如何替换python中一句话中出现一次的单词
我想用如何替换python中一句话中出现一次的单词,python,Python,我想用'替换句子中出现过一次的单词。比如一句话:hello-hello-world-my-world,我希望输出是hello-hello-world,怎么做 现在我是这样做的: wordlist1 = trainfiles.split(None) wordlist2 = [] for word1 in wordlist1: lastchar = word1[-1:] if lastchar in [",",".",
'
替换句子中出现过一次的单词。比如一句话:hello-hello-world-my-world
,我希望输出是hello-hello-world
,怎么做
现在我是这样做的:
wordlist1 = trainfiles.split(None)
wordlist2 = []
for word1 in wordlist1:
lastchar = word1[-1:]
if lastchar in [",",".","!","?",";"]:
word2 = word1.rstrip(lastchar)
else:
word2 = word1
wordlist2.append(word2)
freq = {}
for word2 in wordlist2:
freq[word2] = freq.get(word2,0)+1
keylist = freq.keys()
keylist.sort()
for key2 in keylist:
if freq[key2] == 1:
print "%-10s %d" % ('<unk>', freq[key2])
else:
print "%-10s %d" % (key2, freq[key2])
wordlist1=trainfiles.split(无)
wordlist2=[]
对于wordlist1中的word1:
lastchar=word1[-1:]
如果[“,”,“!”,“?”,“;”]中的lastchar:
word2=word1.rstrip(lastchar)
其他:
word2=word1
wordlist2.append(word2)
频率={}
对于wordlist2中的word2:
freq[word2]=freq.get(word2,0)+1
keylist=频率键()
keylist.sort()
对于keylist中的key2:
如果freq[key2]==1:
打印“%-10s%d”(“”,频率[key2])
其他:
打印“%-10s%d”%(键2,频率[键2])
这给了我一个输出,比如:
hello 2
<unk> 1
world 2
hello 2
1.
世界2
但是,我需要这样的输出:
hello hello world <unk> world
你好,世界你好
如何做到这一点?使用
集合。计数器
计算句子中单词的频率
from collections import Counter
s = 'hello hello world my world'
counts = Counter(s.split())
然后使用生成器表达式替换计数为1的任何单词,并将结果与空格字符联接
replaced = ' '.join(i if counts[i] > 1 else '<unk>' for i in s.split())
replaced=''.join(如果s.split()中的i计数为[i]>1 else'')
结果
'hello hello world <unk> world'
“世界你好”
正如@Cyber所指出的,关键在于使用集合。

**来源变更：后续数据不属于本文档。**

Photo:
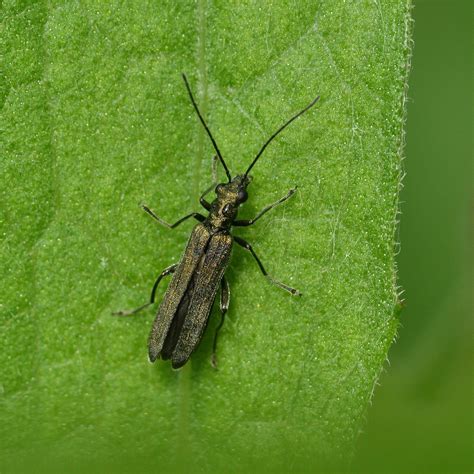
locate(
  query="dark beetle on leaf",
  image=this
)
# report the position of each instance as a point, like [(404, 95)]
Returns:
[(184, 311)]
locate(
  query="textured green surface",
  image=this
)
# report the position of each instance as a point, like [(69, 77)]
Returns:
[(96, 120)]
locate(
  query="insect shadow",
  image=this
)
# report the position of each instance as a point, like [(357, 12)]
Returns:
[(184, 312)]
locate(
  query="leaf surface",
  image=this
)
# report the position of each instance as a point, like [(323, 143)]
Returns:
[(95, 121)]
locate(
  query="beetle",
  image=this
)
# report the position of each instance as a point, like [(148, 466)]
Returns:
[(184, 312)]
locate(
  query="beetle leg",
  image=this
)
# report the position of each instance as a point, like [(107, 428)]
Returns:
[(248, 247), (196, 215), (203, 202), (165, 272), (224, 306), (247, 222)]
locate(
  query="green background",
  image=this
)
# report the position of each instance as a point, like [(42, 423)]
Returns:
[(422, 415), (97, 121)]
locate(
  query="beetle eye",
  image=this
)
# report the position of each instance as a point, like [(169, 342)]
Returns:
[(242, 196)]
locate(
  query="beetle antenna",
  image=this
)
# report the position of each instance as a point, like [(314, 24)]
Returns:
[(207, 128), (301, 112)]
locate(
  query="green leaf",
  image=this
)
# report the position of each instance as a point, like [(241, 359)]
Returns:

计数器。此版本保留原始行的标点符号和空格
import re
from collections import Counter
trainfiles = 'hello hello, world my world!'
wordlist = re.findall(r'\b\w+\b', trainfiles)
wordlist = Counter(wordlist)
for word, count in wordlist.items():
if count == 1:
trainfiles = re.sub(r'\b{}\b'.format(word), '<unk>', trainfiles)
print trainfiles
重新导入
从收款进口柜台
列车文件='你好,世界,我的世界!'
wordlist=re.findall(r'\b\w+\b',trainfile)
wordlist=计数器(wordlist)
对于word,在wordlist.items()中计数:
如果计数=1:
trainfiles=re.sub(r'\b{}\b'.格式(word),'',trainfiles)
打印列车文件
连接字符串并将其打印一次?为什么导入语句中的集合语法无效?您可能应该删除标点以获得准确的计数“hello hello.”.split().count(“hello”)=1
看起来OP在到达计数逻辑时已经删除了标点,但我可能弄错了。